Bubble 2.0 – Who Owns My Content? (comment)
Photographer Thomas Hawke responed to my previous post with a long comment. Because the comment is so interesting and because it is invisible to anyone who reads my blog via RSS feed or email, I'm reposting the first few paragraphs here. You can read the whole comment and join the discussion here or a slightly expanded version on Hawke's own blog here.
Flickr represents not only an online community, but a way to unite photographers in cities across the U.S. who never would have met each other otherwise. I've gone on photo shoots with these people, gotten tips from them, shared stories with them. You can't put a price on the ability to create this kind of rich beautiful community."
It's an understatement to say he doesn't feel ripped off.
In the post on his site, he also says:
"Tom Evslin suggests that while community based 2.0 efforts are fine for non profit efforts like wikipedia, that when companies like Flickr make actual money and profit it is somehow less ok."
This is not what I meant to say so sorry if I sounded that way. I said there was more controversy when the host site is for-profit but that I think the decision on whether or not to provide content and whether or not to pay cash compensation are the elements of a deal between the content provider and the service provider - not a moral issue even when the service provider is commercial.
"As a Flickr user I'm getting ever bit of a fair deal. They pay for the bandwidth of my high resolution bandwidth intensive images. They provide my photographs visibility which might result in outside monetization. You never know, Flickr just MIGHT be creating other ways down the road for their users to monetize their portfolios.
Plus, by offering my photos, I in turn get to view EVERYONE else’s. It's called sharing -- hence photo sharing. At present I've got over 11,000 photos marked favorites at Flickr. Some of the most brilliant and creative work I've ever seen done with photography.

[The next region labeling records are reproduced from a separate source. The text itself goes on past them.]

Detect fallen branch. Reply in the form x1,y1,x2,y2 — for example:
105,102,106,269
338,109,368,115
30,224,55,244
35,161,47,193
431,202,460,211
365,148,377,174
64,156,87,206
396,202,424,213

If I had to pay to see all these photos I never would have. But that's the deal. It's a community of people sharing. I get to post my art and I get to see others great art in return (ad free as a Pro User I might add).
People are getting too worked up about this. It's not the users at Flickr who are complaining but all of the outside people who haven't really felt the richness of a full immersion into the flickr community.